• Natural Gas News

    Competition Grows in Belgium's Industrial Supply Sector

    old

Summary

In recent years, competition has grown in Belgium’s industrial gas supply market and major consumers are preferring contracts with a short duration.

by: Koen Mortelmans

Posted in:

Natural Gas & LNG News, Corporate, Competition, Political, Regulation, News By Country, Belgium

Competition Grows in Belgium's Industrial Supply Sector

During the past few years, competition has grown in Belgium’s industrial gas supply market and major consumers are preferring contracts with a short duration, of one or two years, says the federal energy market regulator Creg in a new study.

Creg’s researchers based their study on analyses of supply contracts for natural gas and purchases. Large industrial consumers are those with supplies coming directly from the high pressure grid. Last year, that was 149, accounting for 50 TWh or 28.4% of the country’s total gas demand.

That year, 46.8% of those consumers had a two-year contract and 36.2% had a one-year contract. In most cases (77%), the prices were based on international gas market prices. About 14% of the large gas consumers were tied to fixed prices and 9% were on oil market prices, although the shift is away from those.

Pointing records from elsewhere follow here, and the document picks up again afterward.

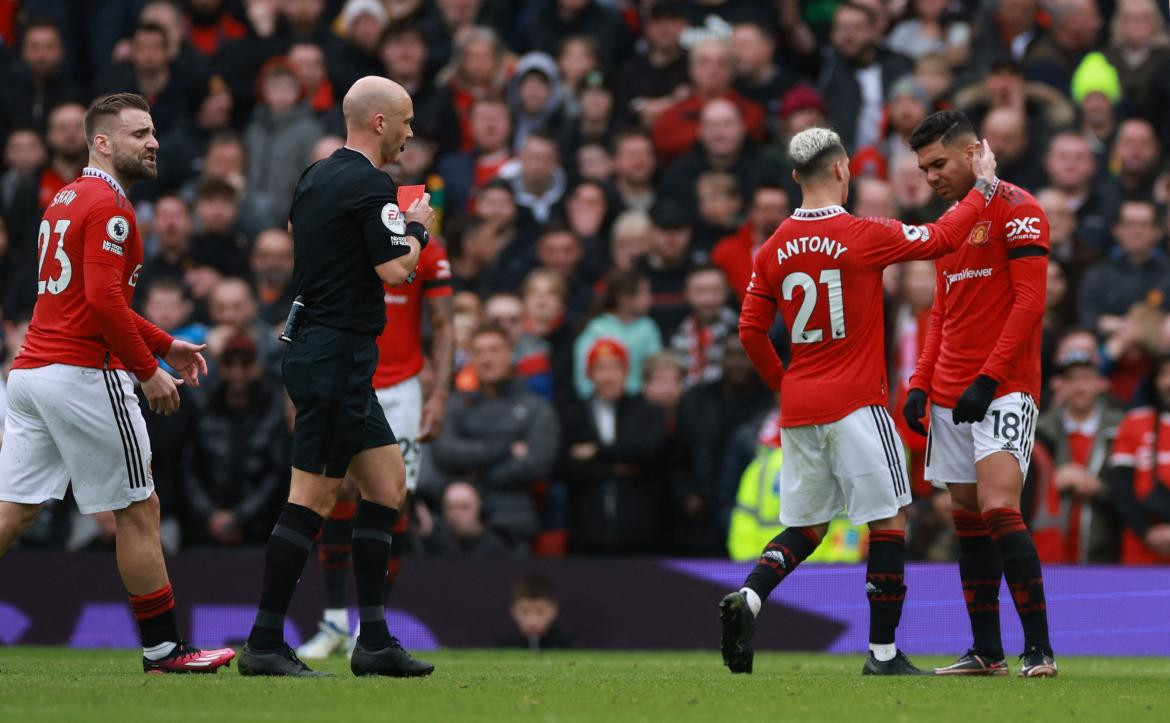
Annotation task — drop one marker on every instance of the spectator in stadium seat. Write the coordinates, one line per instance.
(857, 75)
(465, 172)
(1137, 48)
(149, 74)
(550, 22)
(655, 77)
(666, 264)
(1113, 286)
(610, 454)
(1138, 156)
(624, 318)
(1072, 169)
(36, 83)
(280, 137)
(1073, 33)
(708, 415)
(1017, 162)
(1067, 507)
(1137, 473)
(235, 465)
(534, 610)
(711, 71)
(537, 178)
(634, 165)
(362, 23)
(272, 273)
(501, 438)
(723, 145)
(699, 342)
(461, 530)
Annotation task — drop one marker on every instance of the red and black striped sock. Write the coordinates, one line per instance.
(779, 558)
(981, 570)
(155, 613)
(886, 584)
(335, 550)
(1021, 570)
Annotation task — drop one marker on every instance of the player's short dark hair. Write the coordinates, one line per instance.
(534, 587)
(945, 125)
(110, 107)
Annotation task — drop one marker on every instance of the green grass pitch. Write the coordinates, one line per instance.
(81, 686)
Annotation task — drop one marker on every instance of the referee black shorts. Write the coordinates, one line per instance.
(329, 376)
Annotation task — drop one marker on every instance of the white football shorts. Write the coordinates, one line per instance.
(952, 449)
(403, 406)
(855, 463)
(74, 425)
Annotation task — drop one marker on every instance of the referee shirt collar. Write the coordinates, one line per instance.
(359, 153)
(102, 174)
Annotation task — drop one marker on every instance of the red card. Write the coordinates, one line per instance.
(408, 194)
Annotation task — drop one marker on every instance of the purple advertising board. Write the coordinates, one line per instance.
(49, 598)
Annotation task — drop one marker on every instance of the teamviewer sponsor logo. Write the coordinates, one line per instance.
(1026, 228)
(967, 274)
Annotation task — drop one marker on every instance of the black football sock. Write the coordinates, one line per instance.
(981, 570)
(779, 558)
(886, 584)
(1021, 570)
(155, 613)
(372, 537)
(401, 527)
(334, 552)
(288, 546)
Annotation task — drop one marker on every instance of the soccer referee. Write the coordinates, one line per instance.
(349, 236)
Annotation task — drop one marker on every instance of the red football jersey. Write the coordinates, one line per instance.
(89, 255)
(400, 344)
(1134, 447)
(823, 269)
(989, 301)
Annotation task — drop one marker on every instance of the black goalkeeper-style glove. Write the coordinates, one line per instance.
(972, 405)
(914, 410)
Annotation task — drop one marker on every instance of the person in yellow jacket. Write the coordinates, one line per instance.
(756, 515)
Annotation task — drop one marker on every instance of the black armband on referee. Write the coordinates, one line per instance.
(419, 232)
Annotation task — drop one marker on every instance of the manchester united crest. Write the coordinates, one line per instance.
(979, 234)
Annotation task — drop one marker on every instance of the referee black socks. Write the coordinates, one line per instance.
(288, 548)
(372, 538)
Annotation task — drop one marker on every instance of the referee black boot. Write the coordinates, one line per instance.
(392, 661)
(275, 662)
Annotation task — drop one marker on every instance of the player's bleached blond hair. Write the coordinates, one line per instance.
(811, 147)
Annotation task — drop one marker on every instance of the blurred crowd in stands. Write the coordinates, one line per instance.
(603, 172)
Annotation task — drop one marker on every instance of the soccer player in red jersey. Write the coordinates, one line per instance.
(73, 415)
(823, 270)
(979, 367)
(399, 391)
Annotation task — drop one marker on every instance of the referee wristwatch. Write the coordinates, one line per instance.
(419, 232)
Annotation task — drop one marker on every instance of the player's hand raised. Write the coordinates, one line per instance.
(186, 359)
(420, 211)
(983, 164)
(162, 392)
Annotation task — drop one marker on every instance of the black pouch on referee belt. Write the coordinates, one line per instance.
(293, 323)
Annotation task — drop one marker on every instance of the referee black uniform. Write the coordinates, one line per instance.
(345, 221)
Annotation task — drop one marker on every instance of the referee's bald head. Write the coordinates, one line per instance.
(378, 115)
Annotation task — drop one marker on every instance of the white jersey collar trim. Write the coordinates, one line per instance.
(814, 214)
(90, 171)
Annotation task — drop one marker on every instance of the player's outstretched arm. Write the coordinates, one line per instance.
(755, 319)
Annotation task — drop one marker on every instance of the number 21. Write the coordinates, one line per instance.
(832, 281)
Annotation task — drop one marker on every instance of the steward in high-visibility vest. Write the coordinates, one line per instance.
(756, 515)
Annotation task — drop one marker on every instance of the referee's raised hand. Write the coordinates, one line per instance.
(420, 211)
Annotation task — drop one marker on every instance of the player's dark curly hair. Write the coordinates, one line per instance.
(945, 125)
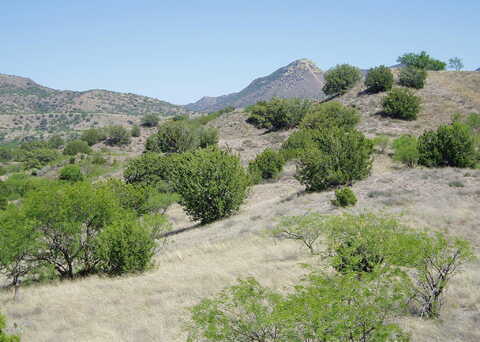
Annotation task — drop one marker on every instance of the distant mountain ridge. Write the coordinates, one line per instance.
(22, 95)
(301, 78)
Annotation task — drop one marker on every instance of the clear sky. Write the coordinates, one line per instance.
(179, 51)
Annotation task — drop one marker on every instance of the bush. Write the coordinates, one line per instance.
(344, 197)
(93, 136)
(75, 147)
(118, 136)
(412, 77)
(278, 113)
(330, 114)
(339, 158)
(401, 104)
(340, 79)
(406, 150)
(150, 120)
(135, 132)
(125, 246)
(266, 165)
(421, 61)
(71, 173)
(379, 79)
(211, 182)
(450, 145)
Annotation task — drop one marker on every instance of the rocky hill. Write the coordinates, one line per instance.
(301, 78)
(22, 95)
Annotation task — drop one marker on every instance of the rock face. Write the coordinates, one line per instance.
(301, 78)
(22, 95)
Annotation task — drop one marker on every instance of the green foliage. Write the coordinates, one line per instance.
(379, 79)
(278, 113)
(118, 136)
(135, 132)
(330, 114)
(412, 77)
(125, 246)
(150, 120)
(450, 145)
(421, 61)
(340, 79)
(267, 165)
(406, 150)
(344, 197)
(401, 104)
(71, 173)
(211, 182)
(4, 337)
(75, 147)
(455, 63)
(93, 136)
(339, 157)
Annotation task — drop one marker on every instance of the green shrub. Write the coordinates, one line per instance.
(135, 132)
(125, 246)
(93, 136)
(401, 104)
(379, 79)
(278, 113)
(211, 182)
(150, 120)
(330, 114)
(118, 136)
(421, 61)
(267, 165)
(406, 150)
(71, 173)
(412, 77)
(340, 157)
(75, 147)
(344, 197)
(450, 145)
(340, 79)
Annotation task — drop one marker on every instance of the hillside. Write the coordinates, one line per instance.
(202, 260)
(301, 78)
(22, 95)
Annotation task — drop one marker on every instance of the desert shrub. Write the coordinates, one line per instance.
(450, 145)
(266, 165)
(4, 337)
(75, 147)
(118, 136)
(412, 77)
(405, 150)
(150, 120)
(344, 197)
(340, 79)
(93, 136)
(379, 79)
(297, 143)
(330, 114)
(340, 157)
(125, 246)
(401, 104)
(212, 183)
(71, 173)
(278, 113)
(421, 61)
(135, 131)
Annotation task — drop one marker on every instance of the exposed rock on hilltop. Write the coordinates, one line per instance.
(22, 95)
(301, 78)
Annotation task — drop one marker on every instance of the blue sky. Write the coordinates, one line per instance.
(179, 50)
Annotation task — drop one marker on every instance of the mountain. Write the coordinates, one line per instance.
(301, 78)
(22, 95)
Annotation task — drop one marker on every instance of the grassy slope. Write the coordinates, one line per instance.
(201, 261)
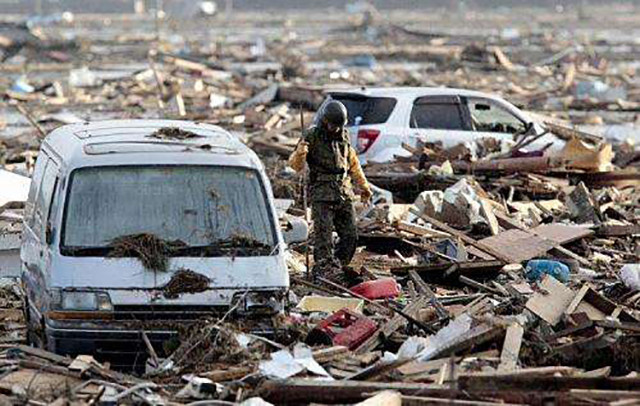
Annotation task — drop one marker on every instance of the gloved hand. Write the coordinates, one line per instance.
(366, 195)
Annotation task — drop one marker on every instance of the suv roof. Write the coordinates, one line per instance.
(84, 141)
(411, 92)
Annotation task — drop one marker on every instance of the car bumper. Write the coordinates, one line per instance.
(123, 349)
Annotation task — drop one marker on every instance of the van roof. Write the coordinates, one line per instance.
(410, 92)
(121, 140)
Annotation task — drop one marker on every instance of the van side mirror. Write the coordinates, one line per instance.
(48, 234)
(296, 230)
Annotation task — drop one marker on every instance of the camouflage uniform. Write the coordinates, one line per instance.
(333, 164)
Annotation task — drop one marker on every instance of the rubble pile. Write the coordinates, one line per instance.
(491, 272)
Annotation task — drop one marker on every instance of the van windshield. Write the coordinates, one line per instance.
(198, 210)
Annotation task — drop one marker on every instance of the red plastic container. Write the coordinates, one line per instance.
(378, 289)
(344, 327)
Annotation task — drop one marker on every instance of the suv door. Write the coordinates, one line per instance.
(442, 119)
(490, 119)
(452, 120)
(36, 250)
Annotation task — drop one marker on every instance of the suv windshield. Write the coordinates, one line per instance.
(371, 110)
(203, 210)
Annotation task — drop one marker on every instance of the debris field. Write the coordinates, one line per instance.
(493, 273)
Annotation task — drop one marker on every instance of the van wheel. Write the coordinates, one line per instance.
(35, 331)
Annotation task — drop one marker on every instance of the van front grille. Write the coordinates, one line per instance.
(166, 312)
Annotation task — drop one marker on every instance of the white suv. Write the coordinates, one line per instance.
(382, 119)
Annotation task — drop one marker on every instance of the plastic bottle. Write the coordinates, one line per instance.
(378, 289)
(536, 268)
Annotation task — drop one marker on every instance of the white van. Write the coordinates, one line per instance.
(382, 119)
(200, 192)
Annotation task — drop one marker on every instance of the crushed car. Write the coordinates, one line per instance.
(381, 120)
(131, 225)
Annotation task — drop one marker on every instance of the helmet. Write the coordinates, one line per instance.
(334, 113)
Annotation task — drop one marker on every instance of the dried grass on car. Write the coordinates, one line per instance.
(151, 250)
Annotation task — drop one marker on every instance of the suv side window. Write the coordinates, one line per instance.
(488, 116)
(439, 113)
(36, 179)
(43, 199)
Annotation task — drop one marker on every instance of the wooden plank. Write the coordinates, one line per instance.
(304, 391)
(386, 398)
(486, 211)
(508, 223)
(419, 230)
(478, 285)
(468, 240)
(543, 383)
(396, 322)
(463, 268)
(424, 288)
(616, 230)
(422, 400)
(551, 302)
(511, 348)
(562, 233)
(517, 246)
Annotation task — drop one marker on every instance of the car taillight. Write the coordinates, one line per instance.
(366, 138)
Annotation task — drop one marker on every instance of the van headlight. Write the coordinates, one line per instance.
(83, 301)
(259, 302)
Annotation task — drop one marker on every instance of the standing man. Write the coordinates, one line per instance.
(333, 164)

Customers using more than 1 TWh/year on average enjoy a small benefit (€1/MWh) compared with customers using above 10 GWh/year. About half of the large customers paid between €20/MWh and €26/MWh in 2015.

Since 2007 the market share held by Eni, which bought the incumbent Distrigaz, has fallen almost continuously. In 2007 Eni met 76.9% of demand. In 2015, this share had shrunk to 35.7%. In response, Eni is trying to amend its gas contract with Dutch marketer GasTerra, but the seller has held firm on the terms, leading to an acrimonious dispute.

Initially, Engie, Wingas and – since 2009 – Statoil were dominant but the market has since become more fragmented. The aggregate shares of the three largest gas suppliers fell from 98.4% in 2007 to 63.6% in 2015. Every year, between a sixth and a quarter of industrial users switch to another supplier. Some large consumers have also started to take their gas supply in their own hands.